Delhi’s unpleasant pollution predicament, and its ensuing health consequences, are causing environmentalists, doctors and local officials to grow increasingly alarmed.
Delhi’s unyielding pollution problems came to the forefront last month, “[w]hen an acrid blanket of gray smog settled over” the city, writes Niharika Mandhana. Environmentalists became concerned and state officials baffled as they sought to better understand “why the air had suddenly gone so bad” she adds. Even doctors are now worried, after seeing sharp increases in visits related to heart and pulmonary matters this winter. Yet despite Delhi’s efforts over the last decade to curb its pollution problem — including closing polluting industries, expanding green spaces, and making costly investments in converting its buses and rickshaws to compressed natural gas — matters seem to be worsening.
Some of the primary factors causing Delhi’s growing pollution and smog include its increasing population, astounding motorization, and lax environmental standards in surrounding areas. “Each day, about 1,400 new vehicles hit the roads of the city, already home to over seven million registered vehicles, a 65 percent jump from 2003” reports Mandhana, adding, “[a]s a result, fine-particle pollution has risen by 47 percent in the last decade. Nitrogen dioxide levels have increased by 57 percent.” Experts such as Anumita Roychowdhury, the executive director of the Center for Science and Environment, asserts that Delhi has “already plucked the low-hanging fruits” in its past policy efforts and that “it’s time for aggressive, second-generation reforms."

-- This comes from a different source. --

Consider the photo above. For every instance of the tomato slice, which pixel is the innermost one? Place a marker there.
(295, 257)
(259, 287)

Solutions proposed by environmentalists include a heavy tax on diesel vehicles, steep increases in parking charges, and a broad upgrade of the city's public transportation system to ensure greater overall efficiency. Sheila Dikshit, the chief minister of the State of Delhi, denies the gravity of city’s pollution problems, but remains open to new solutions including a “green tax."
“What is alarming is the impact that Delhi’s prosperity and its comfortable living is having on attracting more and more people to come here,” Ms. Dikshit said. “How much we will be able to sustain that impact of people coming and never going out is a big question.”